Data, data everywhere; Data, data nowhere; A billion here, a billon there; Wynne’s cyberspace pachinko machine; Digital conversion won’t work for Naval Historical Center; Megabucks for Guam

Data, data everywhere...
Travelers spend billions of hours in airport security lines, but airport screeners and border patrol agents funnel little information into national intelligence systems for analysis, according to the House Permanent Select Committee on Intelligence’s Oversight Subcommittee.

And I thought that after all my flights, they had developed a profile on me based on the argyle socks I wear.

The subcommittee’s report on reforms in operations of the 16 intelligence agencies that are part of the Office of the Director of National Intelligence (ODNI) shows that reform comes slowly to the intelligence world. The report states that the creation of a cross-agency information-sharing environment is still “limited to gaining a better understanding of the task.”

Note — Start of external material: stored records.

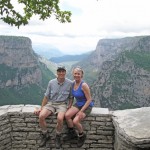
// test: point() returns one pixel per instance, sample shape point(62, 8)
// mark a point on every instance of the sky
point(92, 20)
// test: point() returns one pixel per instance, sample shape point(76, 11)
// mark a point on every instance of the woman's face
point(77, 74)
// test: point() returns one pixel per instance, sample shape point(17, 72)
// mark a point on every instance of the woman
point(80, 109)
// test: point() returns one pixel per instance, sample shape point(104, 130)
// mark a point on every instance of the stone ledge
point(133, 126)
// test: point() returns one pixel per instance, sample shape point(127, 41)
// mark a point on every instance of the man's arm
point(44, 102)
point(70, 102)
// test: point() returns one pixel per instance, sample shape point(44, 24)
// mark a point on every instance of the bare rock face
point(19, 62)
point(123, 73)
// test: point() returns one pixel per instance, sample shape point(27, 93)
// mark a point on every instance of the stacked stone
point(19, 130)
point(5, 130)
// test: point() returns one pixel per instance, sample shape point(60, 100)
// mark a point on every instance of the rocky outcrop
point(124, 76)
point(19, 62)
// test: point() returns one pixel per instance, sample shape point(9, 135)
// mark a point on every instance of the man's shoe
point(44, 139)
point(81, 140)
point(71, 135)
point(58, 141)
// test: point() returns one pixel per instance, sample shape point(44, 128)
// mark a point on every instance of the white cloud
point(91, 21)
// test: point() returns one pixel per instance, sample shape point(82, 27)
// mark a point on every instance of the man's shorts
point(56, 107)
point(87, 111)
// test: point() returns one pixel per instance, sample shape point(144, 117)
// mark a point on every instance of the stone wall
point(118, 130)
point(19, 130)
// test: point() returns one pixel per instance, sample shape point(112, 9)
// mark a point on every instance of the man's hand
point(37, 111)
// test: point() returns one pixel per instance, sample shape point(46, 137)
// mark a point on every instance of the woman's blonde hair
point(79, 69)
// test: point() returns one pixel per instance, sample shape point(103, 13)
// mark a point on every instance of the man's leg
point(42, 116)
point(59, 127)
point(71, 131)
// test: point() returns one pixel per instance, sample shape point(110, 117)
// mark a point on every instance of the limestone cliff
point(22, 76)
point(122, 71)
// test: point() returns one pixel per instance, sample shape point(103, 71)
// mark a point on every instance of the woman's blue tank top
point(79, 96)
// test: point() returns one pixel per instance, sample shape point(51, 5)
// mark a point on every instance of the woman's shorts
point(56, 107)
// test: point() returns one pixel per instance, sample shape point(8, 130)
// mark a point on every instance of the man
point(56, 98)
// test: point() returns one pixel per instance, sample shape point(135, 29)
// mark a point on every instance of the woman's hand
point(80, 114)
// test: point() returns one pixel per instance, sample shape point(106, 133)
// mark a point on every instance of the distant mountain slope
point(123, 73)
point(69, 58)
point(23, 78)
point(46, 51)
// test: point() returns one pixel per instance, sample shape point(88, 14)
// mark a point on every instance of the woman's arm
point(87, 93)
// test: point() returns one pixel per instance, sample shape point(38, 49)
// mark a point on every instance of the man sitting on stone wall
point(56, 98)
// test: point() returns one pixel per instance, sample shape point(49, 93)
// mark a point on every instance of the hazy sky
point(92, 20)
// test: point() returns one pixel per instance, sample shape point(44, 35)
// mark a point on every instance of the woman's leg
point(42, 116)
point(60, 119)
point(77, 122)
point(69, 115)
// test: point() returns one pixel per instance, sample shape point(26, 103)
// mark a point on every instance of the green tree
point(43, 8)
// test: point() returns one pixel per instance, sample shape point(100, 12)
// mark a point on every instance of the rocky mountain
point(23, 78)
point(122, 68)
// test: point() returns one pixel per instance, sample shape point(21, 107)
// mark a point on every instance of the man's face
point(61, 74)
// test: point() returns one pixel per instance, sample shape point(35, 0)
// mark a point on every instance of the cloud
point(91, 21)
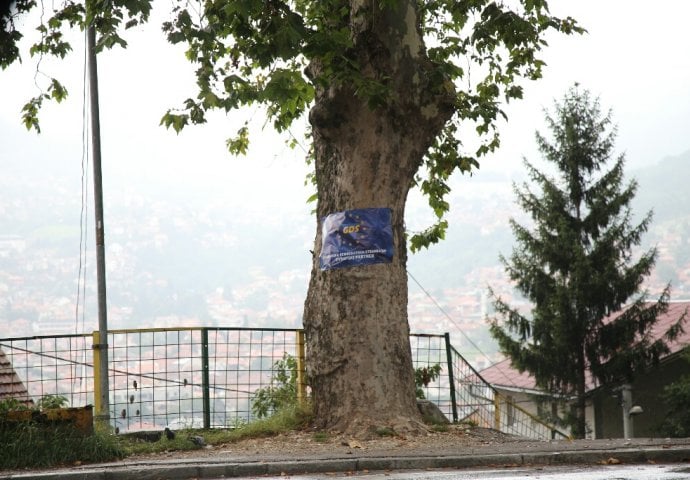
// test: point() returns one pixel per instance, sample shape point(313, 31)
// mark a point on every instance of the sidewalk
point(222, 464)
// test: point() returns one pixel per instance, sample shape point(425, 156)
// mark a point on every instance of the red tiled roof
point(11, 386)
point(502, 374)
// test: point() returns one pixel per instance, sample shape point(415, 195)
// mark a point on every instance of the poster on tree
point(356, 237)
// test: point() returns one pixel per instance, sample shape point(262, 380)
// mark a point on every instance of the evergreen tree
point(576, 265)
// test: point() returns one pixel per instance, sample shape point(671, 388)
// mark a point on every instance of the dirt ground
point(304, 444)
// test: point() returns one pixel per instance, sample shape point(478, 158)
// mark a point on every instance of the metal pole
point(451, 377)
point(103, 416)
point(626, 404)
point(205, 380)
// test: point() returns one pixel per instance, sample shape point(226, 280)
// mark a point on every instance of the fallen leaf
point(354, 444)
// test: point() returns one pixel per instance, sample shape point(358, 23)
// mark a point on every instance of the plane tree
point(386, 86)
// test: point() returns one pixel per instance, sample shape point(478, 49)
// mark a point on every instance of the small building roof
point(503, 375)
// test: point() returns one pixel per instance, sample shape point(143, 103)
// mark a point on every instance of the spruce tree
point(576, 266)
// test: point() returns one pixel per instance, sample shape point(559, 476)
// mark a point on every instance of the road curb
point(208, 469)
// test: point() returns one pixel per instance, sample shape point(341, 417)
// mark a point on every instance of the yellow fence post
point(301, 380)
point(497, 411)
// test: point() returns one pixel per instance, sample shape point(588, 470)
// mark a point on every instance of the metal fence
point(208, 377)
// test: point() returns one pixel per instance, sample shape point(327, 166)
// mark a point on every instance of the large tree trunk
point(358, 352)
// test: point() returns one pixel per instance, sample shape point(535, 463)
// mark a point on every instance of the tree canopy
point(576, 265)
point(276, 53)
point(386, 86)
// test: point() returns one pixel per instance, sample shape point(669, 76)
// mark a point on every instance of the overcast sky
point(636, 57)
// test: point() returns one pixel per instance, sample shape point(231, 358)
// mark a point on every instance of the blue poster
point(356, 237)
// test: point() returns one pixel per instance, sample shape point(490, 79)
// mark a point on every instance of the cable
point(442, 310)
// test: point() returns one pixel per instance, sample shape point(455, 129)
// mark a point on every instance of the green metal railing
point(207, 377)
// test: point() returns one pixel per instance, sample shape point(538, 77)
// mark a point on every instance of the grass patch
point(30, 444)
point(287, 419)
point(33, 445)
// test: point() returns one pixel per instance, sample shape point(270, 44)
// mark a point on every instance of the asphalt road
point(614, 472)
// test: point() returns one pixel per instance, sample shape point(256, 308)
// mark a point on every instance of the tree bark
point(358, 353)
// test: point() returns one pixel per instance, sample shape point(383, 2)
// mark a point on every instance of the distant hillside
point(664, 188)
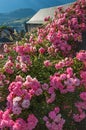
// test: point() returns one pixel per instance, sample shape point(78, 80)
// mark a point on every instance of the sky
point(11, 5)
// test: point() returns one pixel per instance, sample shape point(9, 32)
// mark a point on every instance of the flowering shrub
point(43, 82)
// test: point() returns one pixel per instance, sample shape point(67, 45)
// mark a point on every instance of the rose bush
point(43, 82)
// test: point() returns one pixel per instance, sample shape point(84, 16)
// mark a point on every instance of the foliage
point(42, 82)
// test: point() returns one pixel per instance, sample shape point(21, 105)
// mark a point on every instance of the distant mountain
point(16, 18)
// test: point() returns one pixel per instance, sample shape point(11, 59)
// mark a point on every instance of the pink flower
point(41, 50)
point(32, 122)
point(38, 91)
point(45, 86)
point(52, 115)
point(25, 103)
point(47, 63)
point(69, 71)
point(83, 96)
point(16, 110)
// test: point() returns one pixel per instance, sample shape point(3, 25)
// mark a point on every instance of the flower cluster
point(42, 82)
point(21, 93)
point(54, 121)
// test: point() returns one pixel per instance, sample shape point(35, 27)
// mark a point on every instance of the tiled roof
point(38, 18)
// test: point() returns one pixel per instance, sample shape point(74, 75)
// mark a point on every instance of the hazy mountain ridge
point(17, 17)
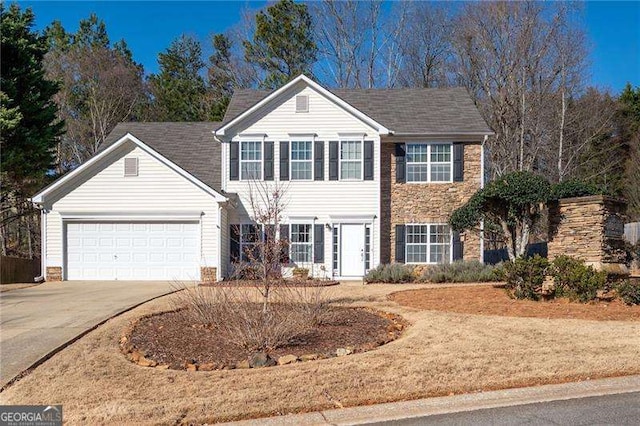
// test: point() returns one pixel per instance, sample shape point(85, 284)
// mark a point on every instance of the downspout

I hope ODNI has at least picked the shape of the table that all the folks on the Information Sharing Task Force will sit around when they brainstorm information-sharing initiatives. The Intelligence Reform and Terrorism Act of 2004 authorized the creation of ODNI.

Data, data nowhere...
In addition to being slow to get its information-sharing act together, ODNI must handle intelligence agencies that all want to look at the same small pool of information. The subcommittee’s report states that the National Counterterrorism Center, the CIA Counterterrorism Center and the Defense Intelligence Agency’s Joint Intelligence Task Force for Combating Terrorism focus on the same 10 percent of intelligence information.

This narrow focus results in redundant coverage of major events, such as the 2005 London bombings, the report states. It sounds like the agencies under ODNI are still working to protect their turf on visible events and doing little with the other 90 percent of information that could make a difference.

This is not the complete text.